VI, 1 – La guerre est profondément un acte de communication

4 séances de 2 heures, le lundi à 20h30
Le 1er février 2027
Du 8 au 22 mars 2027

80,00 

Campagnes de désinformation, manipulations de l’opinion publique, ou encore ingérences numériques, l’espace informationnel s’impose comme un nouveau territoire pour les États. Entre stratégies défensives et offensives, comment se structurent l’espace informationnel. La nature du combat informationnel est d’attaquer les fondations et les structures de la cible plutôt que de répondre à ses actions ou de chercher le rapport de force. Fausser ou orienter ses perceptions permet de modeler son comportement.  D’autres opérations peuvent paralyser sa « volonté politique ». Enfin, agir sur ses critères de légitimité a pour effet de « saper la cohésion sociale, et même d’éroder les capacités de résilience économique, politique et sociale ».
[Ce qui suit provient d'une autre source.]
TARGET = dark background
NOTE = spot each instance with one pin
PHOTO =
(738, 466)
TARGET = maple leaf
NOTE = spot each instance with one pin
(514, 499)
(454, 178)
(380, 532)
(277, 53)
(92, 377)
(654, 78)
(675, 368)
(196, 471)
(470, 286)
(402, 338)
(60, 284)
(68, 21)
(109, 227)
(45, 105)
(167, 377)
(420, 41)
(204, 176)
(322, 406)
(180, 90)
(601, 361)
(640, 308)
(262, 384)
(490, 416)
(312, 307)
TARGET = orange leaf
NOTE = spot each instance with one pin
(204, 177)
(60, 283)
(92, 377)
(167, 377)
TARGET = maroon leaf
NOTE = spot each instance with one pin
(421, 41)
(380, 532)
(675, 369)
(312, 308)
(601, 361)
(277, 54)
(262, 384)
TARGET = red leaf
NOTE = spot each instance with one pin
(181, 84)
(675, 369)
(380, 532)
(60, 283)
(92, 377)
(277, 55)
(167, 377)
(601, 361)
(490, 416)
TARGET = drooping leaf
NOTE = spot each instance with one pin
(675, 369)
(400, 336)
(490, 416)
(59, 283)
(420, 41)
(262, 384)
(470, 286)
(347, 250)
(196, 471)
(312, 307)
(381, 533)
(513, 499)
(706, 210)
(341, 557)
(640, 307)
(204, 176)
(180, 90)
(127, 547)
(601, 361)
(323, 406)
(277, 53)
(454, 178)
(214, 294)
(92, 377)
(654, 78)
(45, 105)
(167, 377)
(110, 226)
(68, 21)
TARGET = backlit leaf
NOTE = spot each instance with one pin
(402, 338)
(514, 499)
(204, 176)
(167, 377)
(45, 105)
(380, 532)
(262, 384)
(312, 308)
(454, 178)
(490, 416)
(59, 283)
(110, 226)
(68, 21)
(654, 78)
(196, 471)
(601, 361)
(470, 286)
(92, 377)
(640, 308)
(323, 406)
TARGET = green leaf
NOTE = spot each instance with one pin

SÉANCE 1 : Communication internationale, guerres et médias. Le cas du Haut-Karabagh durant et après la guerre des 44 jours
La guerre est profondément un acte de communication, la guerre des 44 jours entre l’Arménie et l’Azerbaïdjan sera le socle de l’analyse des usages et de la transformation de la communication dans les conflits mais aussi dans le processus de construction de paix. Comment les pouvoirs agissent sur les consciences, redéfinissent le faux et le vrai et impose une lecture du monde compatible avec les intérêts du moment.

SÉANCE 2 : Médias, journalisme, cadrage informatif
Durant le conflit des 44 jours, différents médias et les réseaux sociaux proposent une couverture des évènements dans un environnement peu connu du grand public. Comment s’exerce alors le journalisme autour de ce conflit armé ? L’information est-elle viable puisqu’elle est parfois très lacunaire ? Techniques de manipulation et outils informationnels quand la couverture médiatique est délicate ou partiale ?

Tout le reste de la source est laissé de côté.